Recently, though, Deanwood residents have established a solar coop and are working to grow their reach throughout the ward. The idea for a Ward 7 coop emerged after a few Deanwood residents learned about the success of other solar coops in the District and wanted to bring the benefits of solar to their neighborhood. The group began to host meetings and eventually elected Dr. Daanen Strachan as the group’s president. In June, the coop hosted a big Solar Fair attended by local businesses, organizations, community members and council reps.
While it would seem like solar is an odd match for a struggling community, solar is actually one tool for residents to take control of their energy production. Owning or leasing solar panels means residents are producing their own power, at a rate that is lower than Pepco’s (the local energy supplier). That means money back in their pockets and greater opportunities economic self-determination.

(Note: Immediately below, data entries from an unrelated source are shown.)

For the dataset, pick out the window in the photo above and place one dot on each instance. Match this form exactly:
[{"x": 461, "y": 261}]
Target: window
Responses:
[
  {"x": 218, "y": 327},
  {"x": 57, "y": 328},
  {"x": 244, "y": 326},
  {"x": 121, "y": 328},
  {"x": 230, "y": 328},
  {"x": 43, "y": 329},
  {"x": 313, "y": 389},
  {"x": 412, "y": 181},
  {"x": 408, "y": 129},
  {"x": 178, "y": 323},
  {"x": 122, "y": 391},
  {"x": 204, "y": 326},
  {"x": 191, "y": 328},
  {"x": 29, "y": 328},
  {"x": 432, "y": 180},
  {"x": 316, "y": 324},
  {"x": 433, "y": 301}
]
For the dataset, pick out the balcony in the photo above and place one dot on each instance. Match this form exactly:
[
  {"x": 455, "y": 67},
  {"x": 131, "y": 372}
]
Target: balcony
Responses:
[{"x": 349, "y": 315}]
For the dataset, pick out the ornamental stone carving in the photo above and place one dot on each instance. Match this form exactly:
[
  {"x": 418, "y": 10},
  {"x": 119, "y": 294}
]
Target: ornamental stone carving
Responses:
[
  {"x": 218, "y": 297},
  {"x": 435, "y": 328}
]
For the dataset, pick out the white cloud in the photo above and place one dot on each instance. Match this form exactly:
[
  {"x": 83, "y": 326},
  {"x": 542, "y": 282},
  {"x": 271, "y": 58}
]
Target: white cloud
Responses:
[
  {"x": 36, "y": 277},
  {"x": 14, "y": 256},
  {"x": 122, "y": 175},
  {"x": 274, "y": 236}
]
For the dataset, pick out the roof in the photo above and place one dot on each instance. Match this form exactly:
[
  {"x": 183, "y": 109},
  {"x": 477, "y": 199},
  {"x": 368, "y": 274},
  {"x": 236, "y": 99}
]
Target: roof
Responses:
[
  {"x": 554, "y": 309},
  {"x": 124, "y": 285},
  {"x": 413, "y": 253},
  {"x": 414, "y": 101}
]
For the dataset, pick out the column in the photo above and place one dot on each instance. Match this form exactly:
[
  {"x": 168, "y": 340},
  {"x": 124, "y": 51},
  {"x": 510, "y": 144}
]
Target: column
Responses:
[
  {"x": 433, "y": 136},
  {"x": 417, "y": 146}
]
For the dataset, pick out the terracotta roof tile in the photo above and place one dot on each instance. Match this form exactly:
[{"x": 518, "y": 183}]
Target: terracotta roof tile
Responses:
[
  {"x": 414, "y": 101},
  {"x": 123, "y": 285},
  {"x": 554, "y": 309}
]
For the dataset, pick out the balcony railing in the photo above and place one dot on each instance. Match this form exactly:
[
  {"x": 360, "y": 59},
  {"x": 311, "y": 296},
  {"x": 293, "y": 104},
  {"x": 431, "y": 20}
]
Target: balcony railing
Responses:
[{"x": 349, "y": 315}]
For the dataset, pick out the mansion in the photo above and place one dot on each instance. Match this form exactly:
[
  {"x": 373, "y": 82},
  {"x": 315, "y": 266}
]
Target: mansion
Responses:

In some ways owning solar today is somewhat like owning land back when Deanwood was established. Solar panels allow residents to have ownership and control over the means for energy production, just as land ownership provided Deanwood residents with the greater opportunity for economic self-determination in the 1870s and beyond.
Solar technology is new and flashy, but it is being used in ways that that aren’t all that unique. Obviously solar coops are not single-handedly going to solve all of Deanwoods economic challenges, but residents have found that generating their own power is one tool in a larger struggle to revive their community.